Rebel Revive just released their new album XI and were nice enough to do a track discussion with Sound In The Signals about one of the songs from their new album. Check out the full discussion after the jump for a look into the writing process of "Skeletons". You can stream their new album over at their Soundcloud page: HERE.

Rebel Revive/writing the song ‘Skeletons’


Writing "Skeletons".

Instrumentally the song came easily to me.
I think I had the whole thing musically written in a couple hours at most.
The real challenge was in the subject matter and lyrics.
I've always been that way since I can remember starting to write my own material as a kid.
I could form entire songs in their entirety off one small riff no problem,
but when it came to finding the right words I wanted to put to the message I wanted to convey, that's where I'd often have a tougher time.
I think a lot of it comes from how much passion I have for the songs.
I want them to be their absolute best, and sometimes words just don't do that justice.
Often times it seems like music can convey what words can't.
That's how I was feeling when I had finished writing the music for Skeletons.
I had a SOLID foundation, but was at a loss for words.

I had driven up to Northern California to the producer Colby's house to record a different song, but on the way up, I was feeling so strongly about what I had going with the music so far with "Skeletons", that I decided to throw a curveball last minute.
We set up and tracked drums in a couple takes at Pus Cavern in Sacramento.
The next day, laid down guitars and bass, and by day 3 we were onto writing melodies and starting lyrics. Within the first hour or so, we had a great start on the melody for the song, but the lyrics I was getting out, I knew deep down, I wasn't satisfied with putting on top of what we had musically.
Between the 3rd and the 4th and final night in the studio for this song…it hit me.
I started off sitting on a bench in a mall in Roseville with a notebook and pen. Jotting down ideas, watching people walk by, and just thinking to myself…I wonder how many of these people are truly honest about what's going on inside. Truly honest about they way they feel. So often it seems like we try and put on these disguises to avoid letting anyone in.

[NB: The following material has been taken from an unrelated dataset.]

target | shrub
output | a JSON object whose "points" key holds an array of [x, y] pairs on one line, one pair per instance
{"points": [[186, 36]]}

The mall closed shortly after, and I spent the next 5 hours in the parking lot of a Denny's after downing 7 cups of coffee. The friend I was supposed to stay with that night had bailed, so another friend dropped by some blankets, and I cozied up in my van. I wrote my heart out. I probably wrote about 4 songs worth of lyrics. I had embraced the thoughts that started in the mall, and ran with them. Realizing the fear I had of what others thought, and how hard I was on myself in particular with my music and relationships. I had a battle raging inside my head. The chorus is me coming to terms with the fact that, without TRUE love, I'm just skin and bones, but when I hold onto hope I can see the real truth, that I'll be alright. I knew I had to die to my old self, and leave my fears and insecurities behind if I truly wanted to carry on as more than just a "skeleton".